Lustgarten Foundation invests $1.5 million to bring promising immunotherapy to patients with pancreatic cancer.

Lustgarten Foundation invests $1.5 million to bring promising immunotherapy to patients with pancreatic cancer.

When the Lustgarten Foundation was founded in 1998, fewer than 10 principal investigators across the U.S. had a primary focus on pancreatic cancer. At the time, less than .05% of federal funding was allocated to pancreatic cancer research, and few scientists had the resources to translate findings from the lab to the clinic. Since then, the foundation has become the world’s largest private funder of pancreatic cancer research, contributing nearly $250 million to the cause.

In 2022, the Lustgarten Foundation awarded nearly $1.5 million to support a Dana-Farber clinical trial that will test a promising new immunotherapy in patients with metastatic pancreatic cancer. Under the direction of James Cleary, MD, PhD, director of clinical research in the Division of Gastrointestinal Oncology, and William Freed-Pastor, MD, PhD, this phase 1 trial will test the safety and efficacy of a CD40 agonist in combination with a PD-1 inhibitor and an anti-TIGIT antibody—a novel immune checkpoint target—in patients with metastatic pancreatic cancer. Investigators hope that these three treatments together will marshal enough immune forces to induce a significant response in patients with pancreatic cancer.

“Because we know that most patients develop metastatic disease even after successful chemotherapy and that chemotherapy itself alters the immune population surrounding a tumor, it’s essential that treatments, as reflected in Dr. Cleary and Dr. Freed-Pastor’s approach, are tailored considering these alterations,” said Linda Tantawi, Lustgarten Foundation CEO. “We believe Dana-Farber’s clinical trial is critical to giving pancreatic cancer patients more time and hope for better outcomes.”

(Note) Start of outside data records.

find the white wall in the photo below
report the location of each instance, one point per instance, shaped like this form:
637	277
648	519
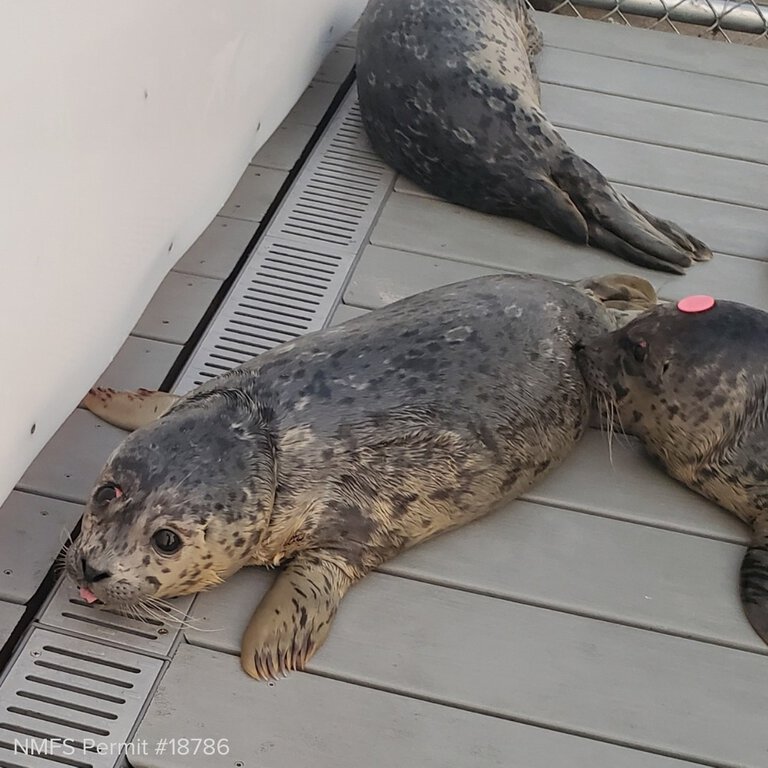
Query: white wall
124	128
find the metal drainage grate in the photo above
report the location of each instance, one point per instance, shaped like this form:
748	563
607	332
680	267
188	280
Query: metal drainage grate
155	635
296	273
64	696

This trial is being launched on the heels of very promising lab-based studies led by Freed-Pastor. Using mouse models of pancreatic cancer, Freed-Pastor found that combining a CD40 agonist with anti-PD-1 and anti-TIGIT antibodies showed significant activity against pancreatic cancer. These drugs induced a substantial immune response, with half the models showing some sensitivity and 25% of them achieving a complete response. This is an extraordinary result for pancreatic cancer, which has proven to be largely resistant to traditional immune therapies. 

“Thanks to the Lustgarten Foundation’s generosity, we are bringing a groundbreaking therapeutic approach to a group of people with few treatment options,” said Cleary. “Now, we can make these early studies really count for patients.”